What is a headless CMS? And should you be using one?
The question of what CMS to use is becoming more complex because of increasing publishing demands and there are many other factors to take into account when choosing what way to go. Let's take a look at some different types of CMS and some of their advantages and limitations.
The legacy or monolithic CMS
In order to explain what Headless means, we first need to look at the past. The opposite of a Headless CMS is a Monolithic CMS. The (often older) systems (like WordPress, Drupal, Joomla, …) are built to provide an all-in-one solution to create and manage web experiences. This means that they provide both the back and front end of the website in a single package.
The upside of these monolithic CMS is that they are very mature and very well connected internally to provide a lot of functionality out of the box. They are often very easily extendible by their large plugin libraries (especially when the system is open-source). And by installing plugins, you can extend the backend capabilities of the system and at the same time make the new features visible on the front-end of the website.

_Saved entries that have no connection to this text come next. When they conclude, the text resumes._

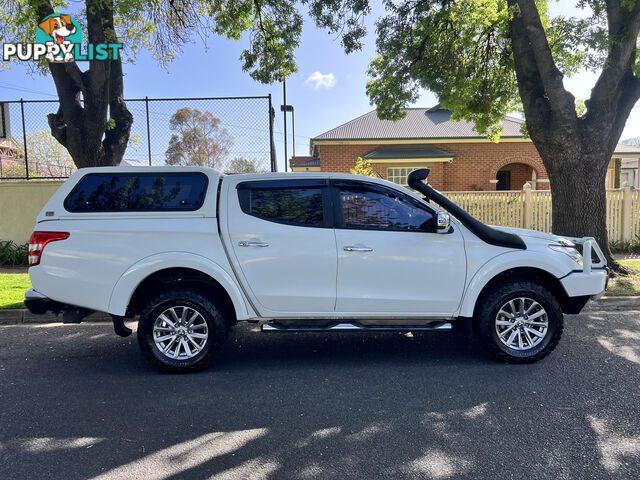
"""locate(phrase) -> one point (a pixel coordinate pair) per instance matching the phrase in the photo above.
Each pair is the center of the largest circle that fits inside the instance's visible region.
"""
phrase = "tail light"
(38, 242)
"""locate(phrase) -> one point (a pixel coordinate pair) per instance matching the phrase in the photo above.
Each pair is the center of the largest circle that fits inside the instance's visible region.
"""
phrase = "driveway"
(78, 402)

The downside is that you are kind of stuck with what those systems provide you in terms of technology and flexibility. They come from a time when you only needed to deploy content to a single web page. If you want to deliver the same content to a website, mobile app, IoT devices, or smartwatch,… their streamlined architecture might not be suitable. They also suffer from scaling issues. Of course, there are solutions to scale up monolithic CMSs but that can become quite inefficient. And then there are possible performance issues (especially at scale) that you might not be able to overcome, even with the help of CDNs and advanced caching solutions.
However, for most use-cases, performance issues can be resolved by doing a website speed optimisation project.
What is a headless CMS?
A Headless CMS actually does what the name says. It cuts off the head of the CMS. The head is the presentation layer (front-end) of the platform. Basically, a truly headless CMS is a database with an advanced user interface to manage content and data. The backend provides APIs so you can freely choose which technology you want to use to build your front-end to give maximum power and flexibility to the developers. It’s also sometimes referred to as CaaS (Content as a Service) or MCaaS (Managed Content as a Service) when it’s cloud-hosted. They store (raw) data and let the front-end applications take care of layout, presentation and formatting.
Headless CMS benefits:
- Creating a fully separated front-end allows developers to use a modern front-end technology stack. Which is important to a lot of developers and therefore they also often advocate the use of these platforms.

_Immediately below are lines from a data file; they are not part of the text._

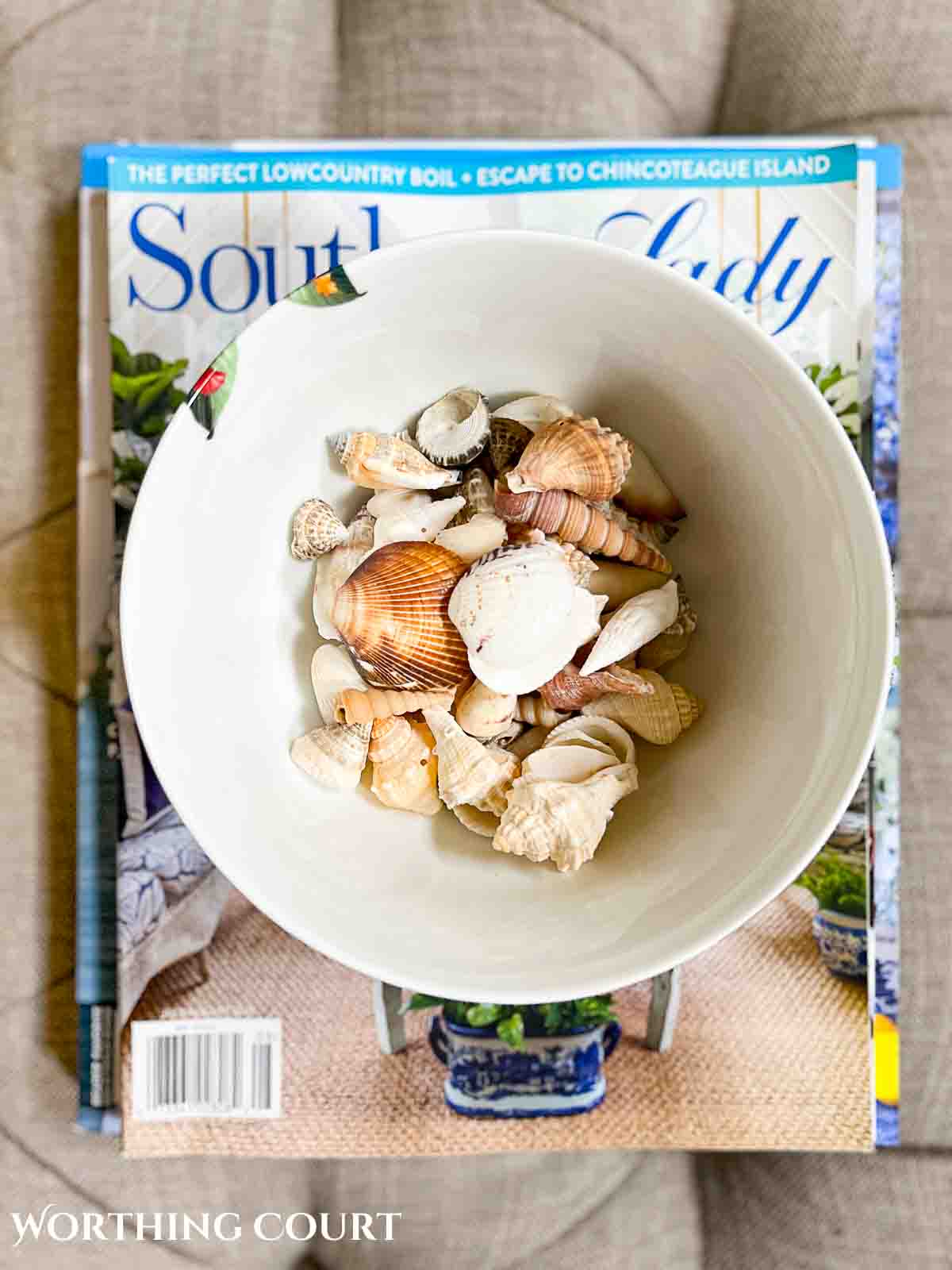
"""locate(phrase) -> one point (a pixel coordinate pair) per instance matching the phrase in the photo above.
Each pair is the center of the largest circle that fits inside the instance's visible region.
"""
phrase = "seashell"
(484, 713)
(355, 705)
(535, 710)
(404, 760)
(644, 493)
(522, 616)
(562, 821)
(467, 770)
(317, 529)
(660, 718)
(484, 823)
(632, 625)
(455, 429)
(621, 582)
(528, 743)
(673, 639)
(578, 455)
(571, 690)
(575, 521)
(333, 569)
(418, 525)
(475, 539)
(391, 614)
(397, 502)
(507, 441)
(532, 412)
(332, 671)
(334, 755)
(380, 461)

- It can avoid vendor lock-in as your front-end is fully separated from your back-end platform and doesn’t require you to use specific tools or technology.

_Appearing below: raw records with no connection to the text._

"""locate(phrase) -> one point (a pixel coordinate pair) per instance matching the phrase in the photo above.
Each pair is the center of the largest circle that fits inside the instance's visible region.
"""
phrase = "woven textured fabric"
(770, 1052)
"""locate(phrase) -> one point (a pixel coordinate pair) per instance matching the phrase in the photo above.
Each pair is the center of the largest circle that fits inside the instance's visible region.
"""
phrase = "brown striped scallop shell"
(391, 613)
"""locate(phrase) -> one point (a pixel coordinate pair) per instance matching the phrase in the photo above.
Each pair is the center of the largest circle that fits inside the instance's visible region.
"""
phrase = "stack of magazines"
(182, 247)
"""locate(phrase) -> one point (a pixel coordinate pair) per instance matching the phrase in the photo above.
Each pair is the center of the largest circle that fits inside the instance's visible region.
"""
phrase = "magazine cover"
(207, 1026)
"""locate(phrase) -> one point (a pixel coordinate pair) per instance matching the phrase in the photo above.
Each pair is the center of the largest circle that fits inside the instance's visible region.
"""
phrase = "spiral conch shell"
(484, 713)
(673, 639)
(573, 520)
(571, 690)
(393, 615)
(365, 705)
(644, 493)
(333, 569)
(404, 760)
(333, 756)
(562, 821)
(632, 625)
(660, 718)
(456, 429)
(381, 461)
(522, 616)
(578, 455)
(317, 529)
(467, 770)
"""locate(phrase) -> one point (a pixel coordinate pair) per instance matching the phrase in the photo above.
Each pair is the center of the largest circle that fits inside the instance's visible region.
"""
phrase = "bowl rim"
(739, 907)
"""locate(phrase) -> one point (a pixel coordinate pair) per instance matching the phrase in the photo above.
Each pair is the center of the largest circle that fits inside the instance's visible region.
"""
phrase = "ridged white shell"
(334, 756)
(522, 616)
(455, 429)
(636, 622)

- It’s also easier to integrate modern continuous deployment and technology pipelines. Yes, DX (developer experience) is also important and often underestimated.
- Apart from that, you can optimise the front-end platform and delivery method for optimal performance no matter what CMS is at the backend. You can twist and turn anyway you like but nothing compares to deploying a simple optimised pre-rendered and cached HTML file to a server when it comes to speed.
- The content for all your platforms is created and maintained in a single system. For marketing teams, this can speed up your time to market.
There are also some downsides:
- You will need more servers to deploy your platform. Because your backend and your different front-end applications all need their own hosting. So that also means more servers (and different types of server) to manage.
- They require more technical knowledge to set up (coding skills).
- There are very limited layout options for content creators. If you need a new page layout, your developers will need to create it for you.
But Wait, there is more; Meet the Decoupled CMS
A decoupled CMS also referred to as a hybrid CMS combines both the monolithic and headless CMS into a hybrid version of both. They have a backend solution with an integrated front-end but also have an extensive API to connect with custom applications.
A lot of older legacy monolithic CMS are transforming into decoupled systems by adding APIs to offer more functionality.
There are advantages of using a decoupled CMS (vs headless)
- You have a WYSIWYG (What You See Is What You Get) editor. This is particularly interesting for content creators and marketers. However, this is a bit of a double-edged sword*. More on this in the section with limitations below.
But there are also limitations:
- Because a decoupled CMS has both front- and back-end capabilities, it’s more complex compared to a headless system.
- *When you have a WYSIWYG editor in your backend, you can lose some flexibility of dynamically publishing to different platforms. Because those backend editors allow for formatting and layout to be saved directly within the content.
Tip: If you can control layout in the backend you are most likely working with a Decoupled CMS and not a Headless one.
So, which one do I pick?
No system is perfect and there is no cut-and-dried solution which one is best. So, no matter what solution you end up using, you will always have to compromise in some way.
To make an informed decision as to what solution(s) work best for your use case, take into account your in-house expertise, long-term maintenance and support capabilities and requirements. And both current and future publishing ambitions.
Then talk to experienced people about the advantages and restrictions of the different platform types and then dive into the big variety of solutions within each of them to narrow down what will work for your business.